For African users who rely on Bitcoin and stablecoins for remittances, a stable BTC price floor reduces the risk that value erodes between the time a transfer is sent and when it is settled. Blockradar, an Africa-founded stablecoin startup, processed roughly $300 million in transactions in 2025 across approximately 100,000 wallets, illustrating the scale and concreteness of that use case.


What to Watch

Bitcoin is trading near the $70,027 level that approximates the average cost of mining one coin, a threshold that puts pressure on miners in high-energy-cost markets. The network's hash rate stands at 974 EH/s, down 5.8% quarter-over-quarter, and hash price has fallen to an all-time low of $27.89 per petahash per second per day. Those figures quantify the economic stress facing miners at current prices. A sustained move above $80,000 would meaningfully improve miner economics and could follow if Senate Banking Committee markup sessions on the CLARITY Act proceed on schedule.

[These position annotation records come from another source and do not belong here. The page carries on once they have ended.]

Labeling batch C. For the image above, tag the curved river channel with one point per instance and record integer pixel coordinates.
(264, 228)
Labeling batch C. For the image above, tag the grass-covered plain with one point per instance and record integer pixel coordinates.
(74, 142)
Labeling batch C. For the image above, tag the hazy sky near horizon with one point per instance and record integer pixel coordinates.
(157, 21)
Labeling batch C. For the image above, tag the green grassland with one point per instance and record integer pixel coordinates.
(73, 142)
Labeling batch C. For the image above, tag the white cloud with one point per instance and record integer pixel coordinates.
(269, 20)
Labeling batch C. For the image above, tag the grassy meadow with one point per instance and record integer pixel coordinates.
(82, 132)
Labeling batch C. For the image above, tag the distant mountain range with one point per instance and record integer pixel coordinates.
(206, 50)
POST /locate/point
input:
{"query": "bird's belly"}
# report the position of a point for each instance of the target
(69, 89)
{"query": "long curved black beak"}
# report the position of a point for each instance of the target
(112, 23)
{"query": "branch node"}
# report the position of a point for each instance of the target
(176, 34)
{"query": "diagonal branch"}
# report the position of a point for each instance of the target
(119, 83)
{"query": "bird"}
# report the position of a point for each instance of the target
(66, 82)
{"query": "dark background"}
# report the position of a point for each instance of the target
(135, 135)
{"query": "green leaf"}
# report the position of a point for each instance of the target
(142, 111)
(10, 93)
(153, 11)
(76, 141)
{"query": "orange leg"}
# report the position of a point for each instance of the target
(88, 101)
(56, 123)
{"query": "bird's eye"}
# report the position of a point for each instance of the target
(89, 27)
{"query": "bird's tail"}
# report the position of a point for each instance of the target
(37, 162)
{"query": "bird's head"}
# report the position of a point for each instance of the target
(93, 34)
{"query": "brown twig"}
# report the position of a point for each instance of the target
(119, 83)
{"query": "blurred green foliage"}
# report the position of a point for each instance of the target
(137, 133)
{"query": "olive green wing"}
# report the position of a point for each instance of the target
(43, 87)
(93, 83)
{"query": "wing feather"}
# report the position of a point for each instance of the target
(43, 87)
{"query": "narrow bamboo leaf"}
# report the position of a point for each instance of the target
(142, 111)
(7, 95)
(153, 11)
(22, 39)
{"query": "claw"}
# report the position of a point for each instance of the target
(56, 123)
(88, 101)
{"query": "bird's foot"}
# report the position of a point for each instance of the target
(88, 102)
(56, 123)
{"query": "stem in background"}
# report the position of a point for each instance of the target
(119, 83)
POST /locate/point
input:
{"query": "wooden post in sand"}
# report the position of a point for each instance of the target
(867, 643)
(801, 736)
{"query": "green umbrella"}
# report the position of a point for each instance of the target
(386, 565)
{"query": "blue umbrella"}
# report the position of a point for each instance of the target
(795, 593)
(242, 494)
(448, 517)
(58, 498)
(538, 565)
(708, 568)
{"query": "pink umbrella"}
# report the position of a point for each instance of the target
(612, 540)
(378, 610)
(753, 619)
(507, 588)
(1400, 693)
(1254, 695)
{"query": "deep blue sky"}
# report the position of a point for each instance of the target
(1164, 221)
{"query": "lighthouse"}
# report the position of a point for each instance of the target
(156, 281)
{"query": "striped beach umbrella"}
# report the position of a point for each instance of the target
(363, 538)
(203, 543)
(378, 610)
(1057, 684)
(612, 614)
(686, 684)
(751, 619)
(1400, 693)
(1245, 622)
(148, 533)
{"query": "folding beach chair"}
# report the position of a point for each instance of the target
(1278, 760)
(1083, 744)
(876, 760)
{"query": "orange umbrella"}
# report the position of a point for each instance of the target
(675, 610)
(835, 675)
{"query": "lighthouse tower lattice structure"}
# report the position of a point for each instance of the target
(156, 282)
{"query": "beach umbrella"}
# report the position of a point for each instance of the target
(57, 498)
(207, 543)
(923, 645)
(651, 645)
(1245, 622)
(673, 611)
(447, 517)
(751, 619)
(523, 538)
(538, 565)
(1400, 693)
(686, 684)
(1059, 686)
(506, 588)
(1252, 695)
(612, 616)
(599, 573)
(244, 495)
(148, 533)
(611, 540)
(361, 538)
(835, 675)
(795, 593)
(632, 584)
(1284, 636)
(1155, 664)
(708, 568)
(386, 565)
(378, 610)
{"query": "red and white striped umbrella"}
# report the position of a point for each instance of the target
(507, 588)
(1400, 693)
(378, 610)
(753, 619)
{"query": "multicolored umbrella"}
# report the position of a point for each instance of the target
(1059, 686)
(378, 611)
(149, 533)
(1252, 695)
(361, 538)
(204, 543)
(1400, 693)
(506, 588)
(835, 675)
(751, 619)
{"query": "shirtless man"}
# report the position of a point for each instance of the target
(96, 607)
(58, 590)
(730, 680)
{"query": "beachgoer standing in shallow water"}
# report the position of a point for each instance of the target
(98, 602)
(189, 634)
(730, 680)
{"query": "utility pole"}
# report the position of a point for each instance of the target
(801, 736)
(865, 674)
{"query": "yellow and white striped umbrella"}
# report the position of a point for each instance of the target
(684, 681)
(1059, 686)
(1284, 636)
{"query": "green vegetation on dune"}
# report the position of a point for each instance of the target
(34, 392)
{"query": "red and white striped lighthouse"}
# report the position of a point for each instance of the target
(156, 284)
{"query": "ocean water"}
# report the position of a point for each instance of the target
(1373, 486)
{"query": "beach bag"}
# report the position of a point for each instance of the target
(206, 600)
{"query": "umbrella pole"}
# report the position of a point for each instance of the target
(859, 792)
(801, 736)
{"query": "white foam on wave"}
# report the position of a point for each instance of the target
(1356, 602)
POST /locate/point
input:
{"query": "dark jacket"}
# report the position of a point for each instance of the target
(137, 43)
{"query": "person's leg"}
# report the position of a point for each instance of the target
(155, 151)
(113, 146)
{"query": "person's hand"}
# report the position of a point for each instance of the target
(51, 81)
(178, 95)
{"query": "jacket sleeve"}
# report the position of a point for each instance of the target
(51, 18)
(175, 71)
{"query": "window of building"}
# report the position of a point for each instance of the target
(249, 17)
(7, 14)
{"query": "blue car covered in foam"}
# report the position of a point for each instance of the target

April also brought a notable risk signal for the broader digital asset ecosystem. The KelpDAO hack on April 20 triggered a $14 billion exodus from decentralized finance protocols, even as Bitcoin itself bounced above $76,000 in the immediate aftermath, according to CoinDesk. The episode underscored Bitcoin's relative resilience compared with DeFi assets under stress conditions.

Daily active addresses on the Bitcoin network stand at 623,382, below the six-month average, indicating retail participation has not yet caught up with institutional positioning. That gap, combined with the short-heavy derivatives setup, is what analysts at Bangkok Post and FinanceFeeds point to when describing the conditions for a disbelief rally: a price rise that catches most traders positioned for a decline.